In parallel with the detector system build, Andy has been working with lots of data analysis (using satellite datasets and climate model outputs) to figure out whereabouts the team was best searching for meteorites. Antarctica is a big place and meteorites are only found in a few spots. Sometimes people head out there to come back empty handed, so we wanted to do our best for last season to make sure we found a “blue ice area” that harboured meteorites. First of all, a selection of candidate sites were tracked down by Katie (before the current project was funded) and then reduced to a long-list of those accessible on a logistics basis with the help of BAS. Then, using a combination of estimates of snowfall (that tells us something about the rate at which meteorites accumulate in a given area), and the local surface ice flow and wind scouring (that tells about the rate of loss of meteorites), we came up with a prediction of what density of meteorites we expected across these candidate sites. That prediction enabled us to refine and rank our preferred areas for Katie to visit last year. Thankfully she and Julie Baum confirmed our estimates and found some meteorites! Once we had decided on particular areas, Andy was involved in making custom maps for the team’s GPSs from hi-res satellite imagery, more detailed estimates of which individual ice fields to return to (from the data and samples Katie collected last year), and the logistics involved in shipping and planning. At the moment he’s the main contact back in Manchester and has been responsible for posting updates sent through by satellite phone while Geoff, Katie, Wouter and Romain have been at the remote field site.

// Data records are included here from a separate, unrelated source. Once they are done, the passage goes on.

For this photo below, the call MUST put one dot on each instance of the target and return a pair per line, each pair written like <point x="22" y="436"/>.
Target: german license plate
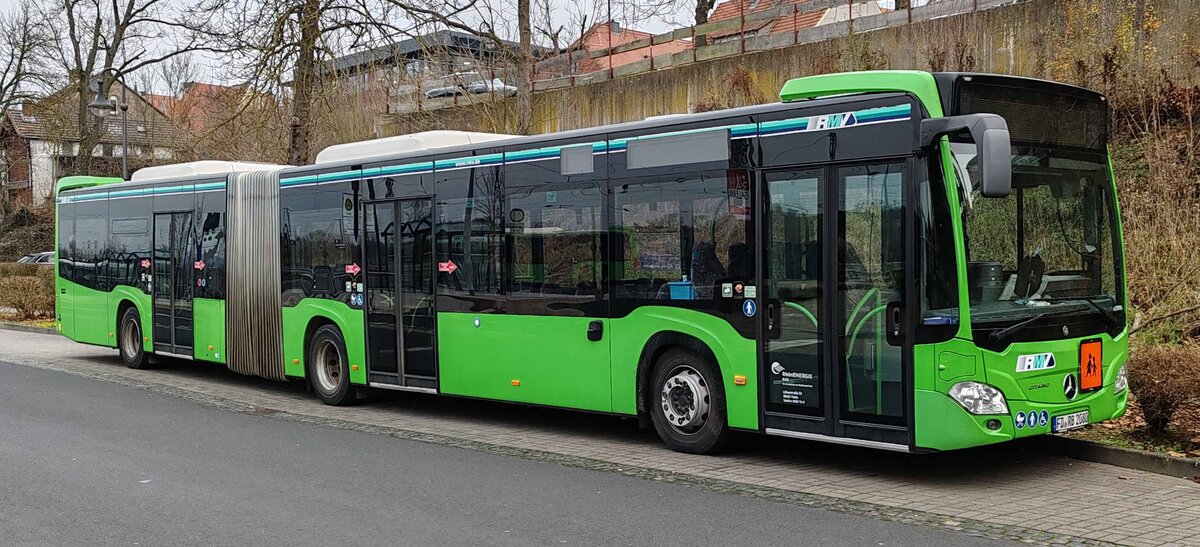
<point x="1071" y="421"/>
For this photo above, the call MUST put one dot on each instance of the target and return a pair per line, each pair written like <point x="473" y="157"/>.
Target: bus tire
<point x="687" y="403"/>
<point x="129" y="340"/>
<point x="328" y="367"/>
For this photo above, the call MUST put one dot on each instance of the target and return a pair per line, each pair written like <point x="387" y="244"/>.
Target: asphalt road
<point x="85" y="462"/>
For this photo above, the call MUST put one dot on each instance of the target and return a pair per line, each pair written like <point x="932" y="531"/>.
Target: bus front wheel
<point x="328" y="368"/>
<point x="687" y="403"/>
<point x="130" y="340"/>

There’s lots of posts about trying to find meteorites on the blog, but once we find them — what happens to them? That job is being undertaken by Jane and Tom working with members of the isotope group.

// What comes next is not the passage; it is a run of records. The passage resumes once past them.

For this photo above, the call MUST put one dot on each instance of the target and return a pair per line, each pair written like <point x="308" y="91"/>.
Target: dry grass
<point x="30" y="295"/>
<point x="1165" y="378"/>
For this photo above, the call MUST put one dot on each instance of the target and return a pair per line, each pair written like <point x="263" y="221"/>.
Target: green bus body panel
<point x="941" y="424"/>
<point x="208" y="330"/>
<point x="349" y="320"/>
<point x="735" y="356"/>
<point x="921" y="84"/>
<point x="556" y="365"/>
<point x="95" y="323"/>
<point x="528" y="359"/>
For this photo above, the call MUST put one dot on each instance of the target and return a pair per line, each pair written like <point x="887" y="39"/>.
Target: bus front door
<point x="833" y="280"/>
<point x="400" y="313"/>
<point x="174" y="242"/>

Well, we’ve made sure the potential meteorites have all been collected following defined procedures to keep them as free from any contamination as possible, for example, they only come into contact with stainless steel equipment used to get them into polythene bags, and every sample is double-bagged. They are even kept at sub-zero temperatures throughout their journey back to the UK, giving us the best chance of keeping them in pristine condition for future science. Jane, working with Katie, Rhian Jones and with folks at the meteorite group at the NHM, has been working out the necessary steps for the preliminary examination plan for classifying the meteorites, to ensure the samples do not get contaminated, and that every stage of examination is thoroughly documented. In line with this, the first ten samples from last season have now been thawed and she is using “CT-scanning” to look inside the rock and get an initial idea of what it is made of, before deciding how to break or cut the sample. Small pieces will then be mounted on glass slides in order to examine them with microscopes so that they can be formally classified into their different classes.

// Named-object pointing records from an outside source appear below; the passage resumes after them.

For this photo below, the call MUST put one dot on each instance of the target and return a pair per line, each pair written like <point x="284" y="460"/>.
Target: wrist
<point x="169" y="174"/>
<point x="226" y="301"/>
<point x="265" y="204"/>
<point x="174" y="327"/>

Now the first samples from last year’s reconnaissance trip have been defrosted, Tom has been working to scan the fresh sample exteriors with a technique called photogrammetry. Photogrammetry uses information in pictures of a sample (in this case a meteorite) which show overlapping surface features to position that bit of the sample in 3D space — meaning that we can generate an electronic 3D model of the sample! These models are really useful because they preserve a record of the sample exterior prior to analysis (or, if needs be, cutting), and mean that we can zoom in on parts of the surface that are particularly interesting, which is great for curation and initial characterisation purposes and gives a permanent record of what the meteorite looked like when it was found.
And as this post goes online, it sounds like this year’s samples might just be starting to make the long journey back to the UK… holding the promise of lots more interesting science.